Prevalence of significant hepatic fibrosis and cirrhosis assessed by various non-invasive scores in patients attending the diabetic clinic
Jun Liong Chin, Grace Chan, Niamh Nic Cinneide, James Trayer, Abdur Aftab, Garry Courtney, Colm McGurk
St. Luke's General Hospital, Kilkenny
Non-alcohol fatty liver disease (NAFLD) is common in diabetic patients with the metabolic syndrome. Patients with NAFLD can develop steatohepatitis and progress to cirrhosis. A number of non-invasive scores have been developed to identify patients at high risk of significant hepatic fibrosis and cirrhosis.
The aim of this study is to apply a number of validated scores in patients attending the diabetic clinic to assess the prevalence of significant fibrosis and cirrhosis.
We retrospectively examined all patients attending the diabetic clinic from March to June 2014 and included patients with type 2 diabetes. Patients with type 1 diabetes and gestational diabetes were excluded. Data were obtained from laboratory database and electronic diabetic patient record (Cellma). We applied the NAFLD fibrosis score (NFS), Fib-4 score, AST to Platelet Ratio Index(APRI), AST/ALT ratio and BARD score, to assess the prevalence of significant hepatic fibrosis and cirrhosis, in patients with diabetes.

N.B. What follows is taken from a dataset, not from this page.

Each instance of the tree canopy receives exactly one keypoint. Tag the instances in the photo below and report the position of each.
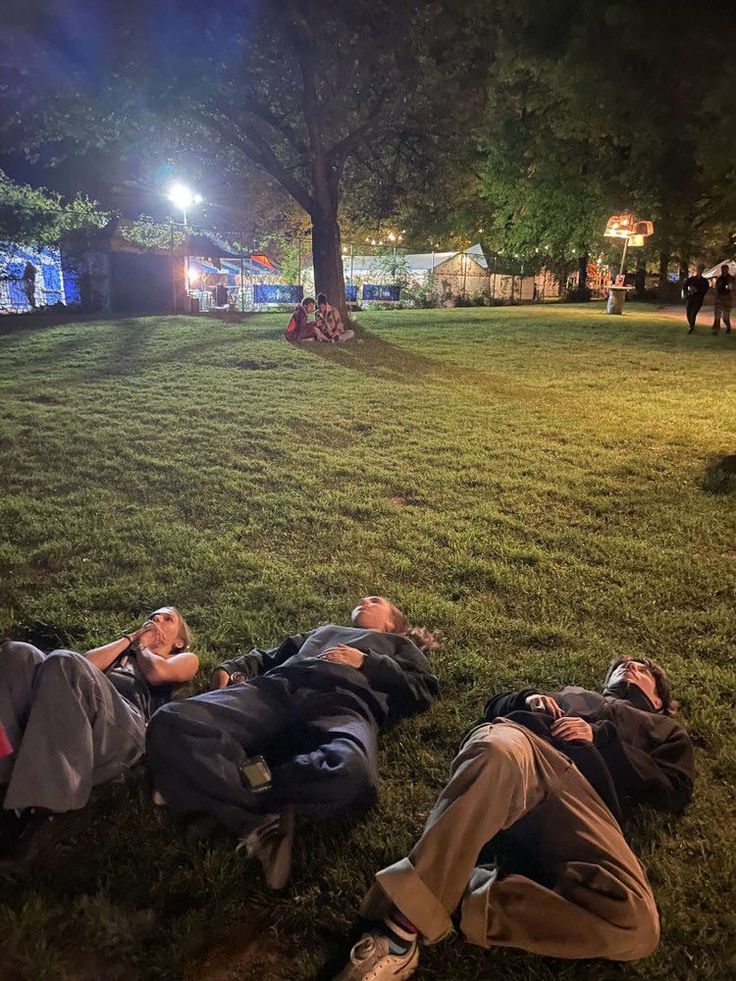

Of the 521 patients screened, only 29.4% (153) of patients with complete laboratory data were studied. In our cohort of 153 patients, the median age was 63 (IQR 56.0–71.5) years and 64.1% (98) of patients were male. More than half of our patients (56.2%; n=86) had a BMI>30kg/m2. Of these, 14.4% of patients had a BMI >40kg/m2, 14.4% had a BMI of 35-40kg/m2 and 27.5% had a BMI of 30-35kg/m2. Using the NFS, almost a quarter of our patients (24.2%, n=37) had significant fibrosis with a median score of 1.169(0.898–1.563). The majority of our diabetic patients (66.0%, n=101) had an indeterminate score of -0.224(- 0.744–0.302). Only 15 (9.8%) patients had no significant fibrosis with a score of -1.820(-2.500– -1.550). With the Fib-4 score, only one patient had significant fibrosis. 62.1% of patients had no significant hepatic fibrosis [Fib-4 score of 1.08(0.86-1.29)] while 37.3% had an indeterminate score [1.78(1.59-2.41)]. Using the APRI, only 1.3% of patients were found to have cirrhosis [median APRI 1.18(1.10-1.25)] while 4.6% of patients had significant hepatic fibrosis [0.78(0.72-0.83)]. Conversely, using the AST/ALT ratio and BARD score, the prevalence of significant hepatic fibrosis was 60.1% and 90.2% respectively, for diabetic patients.
Identifying diabetic patients with significant hepatic fibrosis and cirrhosis remains challenging in clinical practice despite the description of various non-invasive scores. The prevalence of significant hepatic fibrosis and cirrhosis differ considerably depending on the score applied.